Site seeing in Washington, DC usually includes one of the 16 Smithsonian museums. A favorite of mine is The American Art Museum, so I was pleased to learn about its group blog, Eye Level. It should make some of its exhibits even more interesting and accessible.
But what about podcasts? The Smithsonian has an army of web sites, (more than 100), but I can find only two Smithsonian-branded podcasts focusing on science and Asian art, respectively. This is more than a request for "technology for technology's sake" (otherwise I would be asking about vidcasting).
Podcasting: Sound Advice for Museums
Just look at the math. In 2004, the Smithsonian saw 1.8 million visitors pass through its many doors. Online it saw 18.5 million unique web visitors—more than 10 times the traffic. Yes, it’s easier to surf the Smithsonian than visit in person. But I’ll argue that it would be easier to visit if you had an easier way to navigate the 16 museums and hundreds of exhibits offered. From travel tips to exhibit overviews and interviews, podcasts will greatly enhance any museum experience.

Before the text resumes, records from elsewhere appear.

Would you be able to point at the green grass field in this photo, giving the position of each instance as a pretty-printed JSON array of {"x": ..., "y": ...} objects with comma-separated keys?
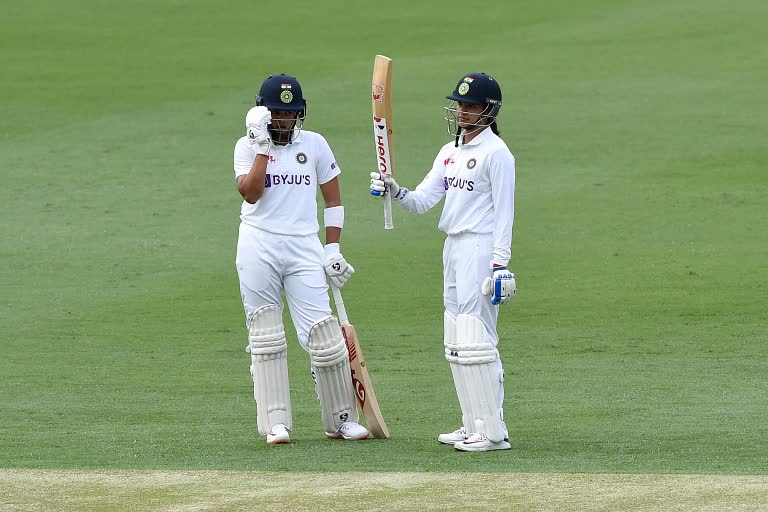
[{"x": 636, "y": 346}]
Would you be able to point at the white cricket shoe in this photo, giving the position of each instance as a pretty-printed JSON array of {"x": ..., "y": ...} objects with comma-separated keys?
[
  {"x": 454, "y": 437},
  {"x": 479, "y": 443},
  {"x": 349, "y": 430},
  {"x": 278, "y": 434}
]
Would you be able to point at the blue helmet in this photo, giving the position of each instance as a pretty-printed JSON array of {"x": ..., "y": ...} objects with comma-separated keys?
[
  {"x": 478, "y": 89},
  {"x": 474, "y": 89},
  {"x": 282, "y": 92}
]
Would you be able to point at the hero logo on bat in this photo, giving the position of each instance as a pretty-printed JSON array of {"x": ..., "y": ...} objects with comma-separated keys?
[{"x": 359, "y": 389}]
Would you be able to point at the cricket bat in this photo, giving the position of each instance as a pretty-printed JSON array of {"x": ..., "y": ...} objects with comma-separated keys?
[
  {"x": 366, "y": 397},
  {"x": 381, "y": 89}
]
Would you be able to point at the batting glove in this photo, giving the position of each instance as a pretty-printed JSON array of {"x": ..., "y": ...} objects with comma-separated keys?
[
  {"x": 382, "y": 184},
  {"x": 256, "y": 121},
  {"x": 336, "y": 266},
  {"x": 501, "y": 286}
]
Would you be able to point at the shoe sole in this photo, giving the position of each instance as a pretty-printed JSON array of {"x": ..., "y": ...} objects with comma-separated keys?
[
  {"x": 452, "y": 443},
  {"x": 469, "y": 448},
  {"x": 339, "y": 436}
]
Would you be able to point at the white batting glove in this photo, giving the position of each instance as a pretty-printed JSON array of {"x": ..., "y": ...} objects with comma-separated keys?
[
  {"x": 256, "y": 121},
  {"x": 382, "y": 184},
  {"x": 501, "y": 286},
  {"x": 336, "y": 266}
]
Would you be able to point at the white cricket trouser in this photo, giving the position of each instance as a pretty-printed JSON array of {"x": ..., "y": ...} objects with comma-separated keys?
[
  {"x": 466, "y": 263},
  {"x": 269, "y": 264}
]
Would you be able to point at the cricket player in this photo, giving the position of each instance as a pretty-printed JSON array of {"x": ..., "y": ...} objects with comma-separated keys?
[
  {"x": 278, "y": 167},
  {"x": 476, "y": 175}
]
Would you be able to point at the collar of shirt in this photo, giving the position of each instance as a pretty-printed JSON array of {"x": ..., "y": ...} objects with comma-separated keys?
[{"x": 480, "y": 137}]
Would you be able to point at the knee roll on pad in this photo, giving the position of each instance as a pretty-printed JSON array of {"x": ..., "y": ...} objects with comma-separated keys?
[
  {"x": 333, "y": 375},
  {"x": 269, "y": 360},
  {"x": 474, "y": 363}
]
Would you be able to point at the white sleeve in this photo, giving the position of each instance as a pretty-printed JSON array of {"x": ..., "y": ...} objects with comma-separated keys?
[
  {"x": 502, "y": 174},
  {"x": 327, "y": 168},
  {"x": 244, "y": 157},
  {"x": 428, "y": 193}
]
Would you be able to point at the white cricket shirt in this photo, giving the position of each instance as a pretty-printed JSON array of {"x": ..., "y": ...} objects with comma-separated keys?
[
  {"x": 478, "y": 182},
  {"x": 288, "y": 205}
]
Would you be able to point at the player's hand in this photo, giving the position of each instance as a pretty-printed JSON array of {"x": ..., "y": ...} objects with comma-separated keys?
[
  {"x": 382, "y": 184},
  {"x": 256, "y": 121},
  {"x": 336, "y": 266},
  {"x": 501, "y": 286}
]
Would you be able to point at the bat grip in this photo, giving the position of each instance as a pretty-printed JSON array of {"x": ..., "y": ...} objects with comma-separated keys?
[
  {"x": 388, "y": 211},
  {"x": 340, "y": 309}
]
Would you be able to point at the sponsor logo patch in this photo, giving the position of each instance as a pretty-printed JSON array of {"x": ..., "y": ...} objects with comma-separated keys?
[
  {"x": 455, "y": 182},
  {"x": 271, "y": 180}
]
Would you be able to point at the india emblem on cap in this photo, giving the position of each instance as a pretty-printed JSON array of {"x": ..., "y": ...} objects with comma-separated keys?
[{"x": 286, "y": 96}]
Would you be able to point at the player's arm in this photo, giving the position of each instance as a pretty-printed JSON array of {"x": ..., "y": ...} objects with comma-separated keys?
[
  {"x": 251, "y": 185},
  {"x": 501, "y": 285},
  {"x": 502, "y": 178},
  {"x": 336, "y": 266},
  {"x": 334, "y": 211},
  {"x": 426, "y": 195}
]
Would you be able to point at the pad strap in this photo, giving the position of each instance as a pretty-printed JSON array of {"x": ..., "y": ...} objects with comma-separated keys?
[{"x": 334, "y": 217}]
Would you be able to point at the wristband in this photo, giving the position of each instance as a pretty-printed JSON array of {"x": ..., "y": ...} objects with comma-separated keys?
[{"x": 334, "y": 217}]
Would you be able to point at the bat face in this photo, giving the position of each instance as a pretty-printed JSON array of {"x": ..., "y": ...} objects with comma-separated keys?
[
  {"x": 381, "y": 100},
  {"x": 350, "y": 337},
  {"x": 362, "y": 384}
]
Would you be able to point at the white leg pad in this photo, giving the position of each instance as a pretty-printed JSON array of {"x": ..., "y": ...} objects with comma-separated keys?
[
  {"x": 452, "y": 355},
  {"x": 269, "y": 359},
  {"x": 333, "y": 375},
  {"x": 475, "y": 366}
]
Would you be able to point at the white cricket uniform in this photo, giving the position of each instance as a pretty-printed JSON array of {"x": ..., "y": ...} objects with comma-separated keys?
[
  {"x": 478, "y": 182},
  {"x": 278, "y": 249}
]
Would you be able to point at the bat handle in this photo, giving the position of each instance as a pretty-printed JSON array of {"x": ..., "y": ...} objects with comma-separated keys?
[
  {"x": 388, "y": 211},
  {"x": 340, "y": 309}
]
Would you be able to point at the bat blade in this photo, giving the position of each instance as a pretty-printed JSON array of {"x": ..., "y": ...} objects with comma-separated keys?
[
  {"x": 361, "y": 380},
  {"x": 381, "y": 100}
]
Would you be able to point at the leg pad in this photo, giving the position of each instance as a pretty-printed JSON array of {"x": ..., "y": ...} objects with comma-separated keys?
[
  {"x": 475, "y": 366},
  {"x": 333, "y": 376},
  {"x": 269, "y": 359}
]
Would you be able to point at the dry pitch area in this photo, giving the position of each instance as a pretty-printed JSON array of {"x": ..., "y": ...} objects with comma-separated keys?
[{"x": 35, "y": 490}]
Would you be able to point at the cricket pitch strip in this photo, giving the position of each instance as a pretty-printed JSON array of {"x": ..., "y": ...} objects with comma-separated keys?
[{"x": 76, "y": 490}]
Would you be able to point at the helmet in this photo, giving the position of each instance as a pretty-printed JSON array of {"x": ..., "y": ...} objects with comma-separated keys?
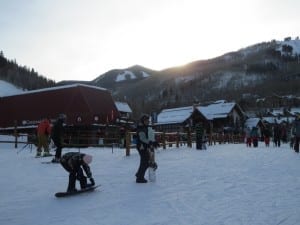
[
  {"x": 144, "y": 117},
  {"x": 62, "y": 116},
  {"x": 87, "y": 159}
]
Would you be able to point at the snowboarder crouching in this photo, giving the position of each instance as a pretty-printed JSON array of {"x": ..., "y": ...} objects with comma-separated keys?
[{"x": 75, "y": 163}]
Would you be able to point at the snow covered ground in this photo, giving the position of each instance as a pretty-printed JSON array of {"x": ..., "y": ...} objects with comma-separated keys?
[{"x": 227, "y": 184}]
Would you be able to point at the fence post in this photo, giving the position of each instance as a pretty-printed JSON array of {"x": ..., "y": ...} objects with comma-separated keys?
[
  {"x": 164, "y": 140},
  {"x": 16, "y": 134},
  {"x": 128, "y": 140},
  {"x": 189, "y": 138}
]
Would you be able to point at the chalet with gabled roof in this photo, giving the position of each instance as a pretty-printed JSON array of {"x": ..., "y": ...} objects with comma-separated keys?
[{"x": 82, "y": 104}]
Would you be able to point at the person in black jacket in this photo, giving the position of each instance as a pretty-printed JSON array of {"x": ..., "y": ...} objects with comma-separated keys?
[
  {"x": 75, "y": 163},
  {"x": 57, "y": 135},
  {"x": 142, "y": 146}
]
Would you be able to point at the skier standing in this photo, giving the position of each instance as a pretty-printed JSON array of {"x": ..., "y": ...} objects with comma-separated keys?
[
  {"x": 43, "y": 132},
  {"x": 143, "y": 148},
  {"x": 199, "y": 136},
  {"x": 75, "y": 163},
  {"x": 57, "y": 136},
  {"x": 296, "y": 132}
]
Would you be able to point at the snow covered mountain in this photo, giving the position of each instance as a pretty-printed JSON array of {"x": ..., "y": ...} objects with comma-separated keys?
[
  {"x": 8, "y": 89},
  {"x": 258, "y": 70}
]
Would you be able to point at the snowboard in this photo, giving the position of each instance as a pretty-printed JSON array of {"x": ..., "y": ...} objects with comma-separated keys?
[
  {"x": 41, "y": 156},
  {"x": 49, "y": 162},
  {"x": 68, "y": 194}
]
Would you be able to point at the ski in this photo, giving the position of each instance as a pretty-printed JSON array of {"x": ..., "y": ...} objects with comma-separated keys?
[{"x": 67, "y": 194}]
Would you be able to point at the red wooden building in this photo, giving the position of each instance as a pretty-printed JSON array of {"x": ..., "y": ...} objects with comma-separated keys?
[{"x": 82, "y": 104}]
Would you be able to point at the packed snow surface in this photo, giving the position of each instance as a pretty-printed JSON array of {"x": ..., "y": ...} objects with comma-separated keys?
[{"x": 227, "y": 184}]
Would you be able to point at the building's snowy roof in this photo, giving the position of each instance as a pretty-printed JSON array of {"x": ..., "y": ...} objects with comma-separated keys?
[
  {"x": 273, "y": 120},
  {"x": 295, "y": 111},
  {"x": 175, "y": 115},
  {"x": 123, "y": 107},
  {"x": 216, "y": 110},
  {"x": 277, "y": 112},
  {"x": 56, "y": 88},
  {"x": 252, "y": 122}
]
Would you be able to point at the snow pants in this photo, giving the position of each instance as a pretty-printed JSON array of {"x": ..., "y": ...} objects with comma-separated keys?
[{"x": 144, "y": 163}]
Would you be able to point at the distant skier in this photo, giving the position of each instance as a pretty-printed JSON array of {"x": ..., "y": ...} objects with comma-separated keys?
[
  {"x": 199, "y": 136},
  {"x": 254, "y": 136},
  {"x": 277, "y": 134},
  {"x": 143, "y": 148},
  {"x": 296, "y": 133},
  {"x": 57, "y": 136},
  {"x": 75, "y": 163},
  {"x": 43, "y": 133}
]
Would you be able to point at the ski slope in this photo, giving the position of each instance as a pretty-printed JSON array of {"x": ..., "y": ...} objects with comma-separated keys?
[{"x": 227, "y": 184}]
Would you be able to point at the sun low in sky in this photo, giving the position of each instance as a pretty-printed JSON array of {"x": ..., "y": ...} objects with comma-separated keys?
[{"x": 80, "y": 40}]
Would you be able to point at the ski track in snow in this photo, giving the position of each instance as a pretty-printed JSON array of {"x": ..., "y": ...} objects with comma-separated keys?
[{"x": 227, "y": 184}]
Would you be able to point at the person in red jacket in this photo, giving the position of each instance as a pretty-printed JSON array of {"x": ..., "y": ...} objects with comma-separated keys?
[{"x": 43, "y": 133}]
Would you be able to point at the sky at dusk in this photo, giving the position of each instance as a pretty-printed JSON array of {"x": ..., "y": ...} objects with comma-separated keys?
[{"x": 80, "y": 40}]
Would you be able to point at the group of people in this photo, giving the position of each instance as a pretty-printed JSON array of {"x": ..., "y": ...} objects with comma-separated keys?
[
  {"x": 277, "y": 133},
  {"x": 75, "y": 163}
]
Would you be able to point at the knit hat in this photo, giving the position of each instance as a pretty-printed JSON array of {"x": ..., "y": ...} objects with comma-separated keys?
[{"x": 87, "y": 158}]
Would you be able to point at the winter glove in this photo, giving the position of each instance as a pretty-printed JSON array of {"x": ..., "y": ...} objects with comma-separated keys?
[
  {"x": 155, "y": 144},
  {"x": 92, "y": 181},
  {"x": 153, "y": 165}
]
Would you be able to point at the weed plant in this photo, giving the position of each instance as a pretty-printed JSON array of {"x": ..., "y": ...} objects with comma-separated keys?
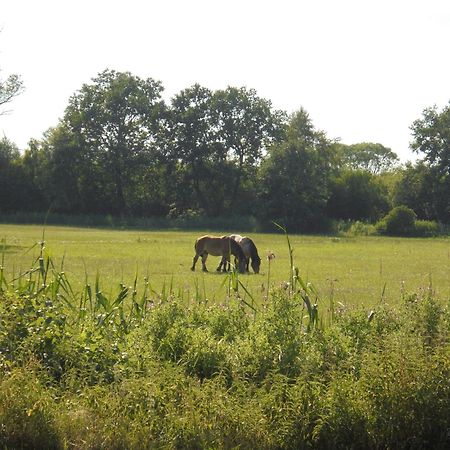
[{"x": 142, "y": 369}]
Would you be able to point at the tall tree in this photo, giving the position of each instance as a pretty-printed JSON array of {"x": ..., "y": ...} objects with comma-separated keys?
[
  {"x": 246, "y": 126},
  {"x": 194, "y": 150},
  {"x": 10, "y": 88},
  {"x": 372, "y": 157},
  {"x": 431, "y": 136},
  {"x": 117, "y": 122}
]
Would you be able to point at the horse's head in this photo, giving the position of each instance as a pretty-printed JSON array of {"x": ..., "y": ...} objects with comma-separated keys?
[{"x": 256, "y": 263}]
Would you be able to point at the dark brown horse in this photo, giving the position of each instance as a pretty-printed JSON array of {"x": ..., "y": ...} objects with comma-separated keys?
[
  {"x": 250, "y": 252},
  {"x": 218, "y": 246}
]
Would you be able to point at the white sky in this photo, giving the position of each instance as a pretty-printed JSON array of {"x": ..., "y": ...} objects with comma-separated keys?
[{"x": 364, "y": 70}]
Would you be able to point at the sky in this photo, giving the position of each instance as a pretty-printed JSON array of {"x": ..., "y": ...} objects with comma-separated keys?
[{"x": 363, "y": 70}]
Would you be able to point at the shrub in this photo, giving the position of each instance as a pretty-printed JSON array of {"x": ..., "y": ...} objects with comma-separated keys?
[
  {"x": 398, "y": 222},
  {"x": 426, "y": 228}
]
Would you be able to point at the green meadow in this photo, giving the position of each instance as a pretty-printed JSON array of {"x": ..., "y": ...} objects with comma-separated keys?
[
  {"x": 356, "y": 271},
  {"x": 109, "y": 340}
]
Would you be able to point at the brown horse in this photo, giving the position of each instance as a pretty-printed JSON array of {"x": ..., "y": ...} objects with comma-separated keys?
[
  {"x": 250, "y": 251},
  {"x": 218, "y": 246}
]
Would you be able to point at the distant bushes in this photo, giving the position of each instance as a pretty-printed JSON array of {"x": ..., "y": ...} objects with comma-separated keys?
[{"x": 402, "y": 221}]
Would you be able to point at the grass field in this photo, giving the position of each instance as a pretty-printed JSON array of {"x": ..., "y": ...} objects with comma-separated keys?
[
  {"x": 143, "y": 370},
  {"x": 357, "y": 271}
]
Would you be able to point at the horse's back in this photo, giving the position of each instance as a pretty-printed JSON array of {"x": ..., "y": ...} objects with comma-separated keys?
[{"x": 213, "y": 245}]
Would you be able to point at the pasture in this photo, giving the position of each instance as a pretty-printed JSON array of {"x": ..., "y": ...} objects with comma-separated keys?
[
  {"x": 356, "y": 271},
  {"x": 146, "y": 371}
]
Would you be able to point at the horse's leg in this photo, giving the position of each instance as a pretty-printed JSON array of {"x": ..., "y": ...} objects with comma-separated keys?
[
  {"x": 221, "y": 264},
  {"x": 204, "y": 257},
  {"x": 194, "y": 262},
  {"x": 224, "y": 264}
]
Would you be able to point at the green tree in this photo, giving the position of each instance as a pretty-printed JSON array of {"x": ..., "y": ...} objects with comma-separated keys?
[
  {"x": 421, "y": 188},
  {"x": 431, "y": 137},
  {"x": 296, "y": 176},
  {"x": 372, "y": 157},
  {"x": 117, "y": 122},
  {"x": 358, "y": 195},
  {"x": 246, "y": 126},
  {"x": 10, "y": 88},
  {"x": 195, "y": 152}
]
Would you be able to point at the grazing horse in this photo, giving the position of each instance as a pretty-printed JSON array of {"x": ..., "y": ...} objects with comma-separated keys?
[
  {"x": 218, "y": 246},
  {"x": 250, "y": 251}
]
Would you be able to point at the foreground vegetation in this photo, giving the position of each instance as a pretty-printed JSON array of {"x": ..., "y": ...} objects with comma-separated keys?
[
  {"x": 156, "y": 370},
  {"x": 356, "y": 271}
]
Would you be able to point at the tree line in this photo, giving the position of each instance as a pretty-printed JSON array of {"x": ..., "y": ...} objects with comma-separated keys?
[{"x": 120, "y": 149}]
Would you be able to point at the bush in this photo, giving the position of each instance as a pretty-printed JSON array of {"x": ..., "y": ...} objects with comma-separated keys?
[{"x": 426, "y": 228}]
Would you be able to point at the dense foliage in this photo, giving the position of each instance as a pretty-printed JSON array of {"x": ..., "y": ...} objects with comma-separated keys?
[
  {"x": 120, "y": 149},
  {"x": 149, "y": 370}
]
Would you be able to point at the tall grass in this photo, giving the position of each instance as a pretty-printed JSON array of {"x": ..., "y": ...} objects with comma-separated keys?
[{"x": 146, "y": 369}]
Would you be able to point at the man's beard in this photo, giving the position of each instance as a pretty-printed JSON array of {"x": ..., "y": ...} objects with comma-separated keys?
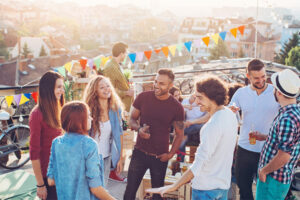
[{"x": 259, "y": 87}]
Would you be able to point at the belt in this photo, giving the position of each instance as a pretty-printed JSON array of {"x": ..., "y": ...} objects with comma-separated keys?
[{"x": 147, "y": 153}]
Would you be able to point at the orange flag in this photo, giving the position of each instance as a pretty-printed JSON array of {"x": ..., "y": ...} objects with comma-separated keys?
[
  {"x": 206, "y": 40},
  {"x": 148, "y": 54},
  {"x": 157, "y": 50},
  {"x": 241, "y": 29},
  {"x": 83, "y": 63},
  {"x": 165, "y": 50},
  {"x": 233, "y": 32}
]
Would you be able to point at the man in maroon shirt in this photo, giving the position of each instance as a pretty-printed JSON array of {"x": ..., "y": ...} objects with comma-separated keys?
[{"x": 152, "y": 116}]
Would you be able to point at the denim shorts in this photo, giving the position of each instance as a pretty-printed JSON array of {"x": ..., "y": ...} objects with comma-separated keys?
[{"x": 217, "y": 194}]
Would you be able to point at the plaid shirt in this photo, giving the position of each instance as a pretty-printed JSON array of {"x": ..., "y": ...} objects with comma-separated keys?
[{"x": 284, "y": 135}]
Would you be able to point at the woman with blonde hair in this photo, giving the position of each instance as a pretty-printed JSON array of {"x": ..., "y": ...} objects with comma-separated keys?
[
  {"x": 44, "y": 123},
  {"x": 105, "y": 107}
]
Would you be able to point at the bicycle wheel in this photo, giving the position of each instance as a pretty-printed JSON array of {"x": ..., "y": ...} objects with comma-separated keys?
[{"x": 14, "y": 149}]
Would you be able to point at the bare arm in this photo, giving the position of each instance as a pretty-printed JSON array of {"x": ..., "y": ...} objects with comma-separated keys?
[
  {"x": 179, "y": 128},
  {"x": 280, "y": 159},
  {"x": 101, "y": 193}
]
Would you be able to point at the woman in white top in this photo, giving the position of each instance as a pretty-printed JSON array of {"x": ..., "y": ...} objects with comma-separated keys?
[{"x": 105, "y": 107}]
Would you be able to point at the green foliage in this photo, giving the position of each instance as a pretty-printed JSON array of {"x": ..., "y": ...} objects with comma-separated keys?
[
  {"x": 293, "y": 58},
  {"x": 43, "y": 51},
  {"x": 25, "y": 50},
  {"x": 283, "y": 54},
  {"x": 218, "y": 50}
]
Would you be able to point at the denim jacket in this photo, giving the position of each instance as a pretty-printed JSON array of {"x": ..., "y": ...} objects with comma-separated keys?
[
  {"x": 115, "y": 119},
  {"x": 75, "y": 166}
]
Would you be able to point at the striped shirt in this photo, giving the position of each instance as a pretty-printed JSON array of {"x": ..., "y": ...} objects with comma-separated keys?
[{"x": 284, "y": 135}]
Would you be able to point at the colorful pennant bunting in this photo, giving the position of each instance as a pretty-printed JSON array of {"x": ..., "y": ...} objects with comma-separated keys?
[
  {"x": 206, "y": 41},
  {"x": 233, "y": 31},
  {"x": 188, "y": 45},
  {"x": 165, "y": 50},
  {"x": 223, "y": 35},
  {"x": 132, "y": 57},
  {"x": 241, "y": 29},
  {"x": 148, "y": 54},
  {"x": 215, "y": 38},
  {"x": 9, "y": 100}
]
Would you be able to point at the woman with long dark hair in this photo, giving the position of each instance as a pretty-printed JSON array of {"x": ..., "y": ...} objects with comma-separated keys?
[
  {"x": 44, "y": 122},
  {"x": 105, "y": 107}
]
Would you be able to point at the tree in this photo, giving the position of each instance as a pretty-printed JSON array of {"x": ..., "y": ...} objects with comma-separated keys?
[
  {"x": 241, "y": 53},
  {"x": 26, "y": 50},
  {"x": 43, "y": 51},
  {"x": 293, "y": 58},
  {"x": 218, "y": 50},
  {"x": 283, "y": 54}
]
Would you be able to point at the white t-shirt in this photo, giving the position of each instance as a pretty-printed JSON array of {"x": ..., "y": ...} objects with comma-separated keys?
[
  {"x": 258, "y": 113},
  {"x": 193, "y": 114},
  {"x": 104, "y": 142},
  {"x": 214, "y": 155}
]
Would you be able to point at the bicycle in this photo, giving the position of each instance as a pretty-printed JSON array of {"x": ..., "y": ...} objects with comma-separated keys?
[{"x": 14, "y": 143}]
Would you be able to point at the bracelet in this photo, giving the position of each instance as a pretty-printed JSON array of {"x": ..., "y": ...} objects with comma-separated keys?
[{"x": 41, "y": 185}]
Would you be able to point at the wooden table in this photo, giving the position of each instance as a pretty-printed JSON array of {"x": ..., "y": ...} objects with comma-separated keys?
[{"x": 183, "y": 193}]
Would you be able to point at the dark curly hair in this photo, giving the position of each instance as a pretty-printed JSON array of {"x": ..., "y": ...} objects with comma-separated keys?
[{"x": 214, "y": 88}]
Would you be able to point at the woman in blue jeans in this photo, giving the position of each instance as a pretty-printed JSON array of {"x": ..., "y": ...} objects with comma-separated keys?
[
  {"x": 75, "y": 166},
  {"x": 105, "y": 107}
]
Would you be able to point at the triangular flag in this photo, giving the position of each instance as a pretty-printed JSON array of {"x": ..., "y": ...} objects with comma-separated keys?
[
  {"x": 148, "y": 54},
  {"x": 215, "y": 38},
  {"x": 62, "y": 71},
  {"x": 23, "y": 99},
  {"x": 241, "y": 29},
  {"x": 132, "y": 57},
  {"x": 91, "y": 63},
  {"x": 157, "y": 50},
  {"x": 179, "y": 47},
  {"x": 206, "y": 41},
  {"x": 172, "y": 50},
  {"x": 233, "y": 31},
  {"x": 139, "y": 56},
  {"x": 9, "y": 100},
  {"x": 124, "y": 61},
  {"x": 104, "y": 60},
  {"x": 188, "y": 45},
  {"x": 97, "y": 62},
  {"x": 223, "y": 35},
  {"x": 83, "y": 63},
  {"x": 68, "y": 66},
  {"x": 27, "y": 95},
  {"x": 35, "y": 96},
  {"x": 197, "y": 43},
  {"x": 165, "y": 50},
  {"x": 17, "y": 98}
]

From museums to theme parks, Disney is podcasting. It’s launching a weekly podcast to commemorate their 50th anniversary. Some of the same benefits apply and Disney provides a great example for museums to follow. More museum podcasts might even serve as examples of non-profits moving through the last 25 percent? Thus far we have primarily seen agencies engaged in the conversation. More on this topic later.
Online Field Trip
Stop by the National Museum of American History for an interesting, visual review of advertising history. Even a tchotchke from the tech industry made it into the museum. I found this now awkward Time magazine cover story at the National Portrait Gallery. Bill Gates has come a very long way from the floppy disk to sharing the cover with Bono (and his wife).